Questa sera 4 settembre 2010 è stato annunciato il vincitore del Premio Campiello 2010, giunto alla sua 48. edizione: è  Michela Murgia con Accabadora.

I cinque finalisti erano:

Gianrico Carofiglio con “Le perfezioni provvisorie” (Sellerio)

Gad Lerner con “Scintille. Una storia di anime vagabonde” (Feltrinelli)

Michela Murgia con “Accabadora” (Einaudi)

Laura Pariani con “Milano è una selva oscura” (Einaudi)

Antonio Pennacchi con “Canale Mussolini” (Mondadori)

La Murgia si è aggiudicata il premio con 119 voti, contro i 73 di Pennacchi, i 62 di Carofiglio, i 21 voti di Gad Lerner e i 13 di Laura Pariani.

L’autrice e il romanzo

Michela Murgia

Michela Murgia è nata a in Sardegna a Cabras nel 1972.

Nel 2006 ha pubblicato per la ISBN edizioni Il Mondo deve sapere, il diario tragicomico di un mese di lavoro alla Kirby. Nel 2007 ha collaborato alla stesura del soggetto e della sceneggiatura cinematografica del film Tutta la vita davanti, ispirato al libro.

Nel 2007 ha scritto per l’antologia sull’identintà sarda Cartas de Logu, curata da Giulio Angioni e edita dalla CUEC.

Nel 2008 è uscito per i Tascabili Einaudi “Viaggio in Sardegna – undici percorsi nell’isola che non si vede“, una guida narrativa per perdersi in Sardegna inserito nella collana Geografie. Nello stesso anno ha scritto anche “Altre Madri” per l’antologia “Questo terribile intricato mondo“, insieme ai contributi di Asor Rosa, Rosetta Loy, Marcello Fois, Walter Siti e Diego De Silva.

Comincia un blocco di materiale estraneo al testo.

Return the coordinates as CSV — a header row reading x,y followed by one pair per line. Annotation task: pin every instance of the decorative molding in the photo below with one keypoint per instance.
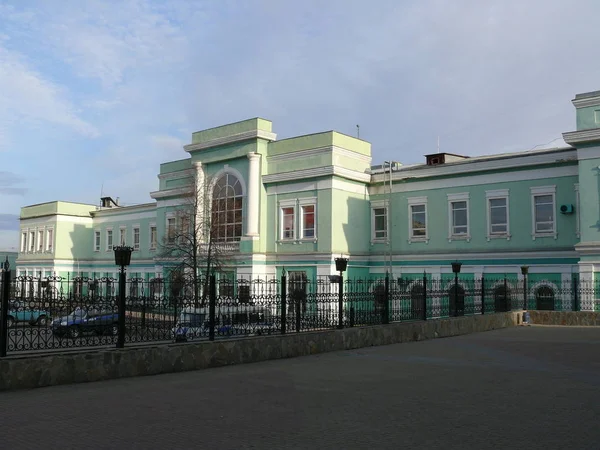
x,y
185,173
253,134
532,159
586,102
317,172
582,136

Nel 2009 per Einaudi ha pubblicato Accabadora, con cui ha vinto il premio Dessì e il Premio Mondello.

Il Premio Campiello Opera Prima era stato assegnato a Silvia Avallone per il suo romanzo Acciaio con la seguente motivazione:

“Acciaio” è il romanzo di molteplici transizioni incompiute: dalla società industriale a quella postindustriale, dal proletariato alla piccola borghesia, dall’Italia tradizionale a quella postmoderna, dalla gregarietà femminile all’emancipazione, dall’adolescenza alla giovinezza.

Il romanzo si colloca nell’intersezione di tutti questi mutamenti e li trasforma da sociologici in letterari attraverso lo sguardo sempre meno disincantato di due ragazzine costrette dalla vita a trasformare l’amicizia in competizione.

La company town che fa da sfondo alla vicenda è un impasto di rudezza e di grazia, di vita sprecata e di vita disperata, dove il ritmo dei singoli, delle famiglie, della città, è sincronizzato sul ritmo della fabbrica e dove la polvere della ghisa esce incessante dalle ciminiere per coprire con uguale grigiore i tetti, le strade, le persone e gli stati d’animo.

In un quartiere operaio, che ha perso la coscienza e l’orgoglio di classe senza trovare una nuova coesione sociale, Anna e Francesca cercano la loro strada e i mezzi per percorrerla.

Le loro piccole gioie, le loro piccole delusioni, il progredire e l’arretrare della loro amicizia sono trasformate da Silvia Avallone in una indimenticabile metafora della ricerca di identità che oggi tutti coinvolge.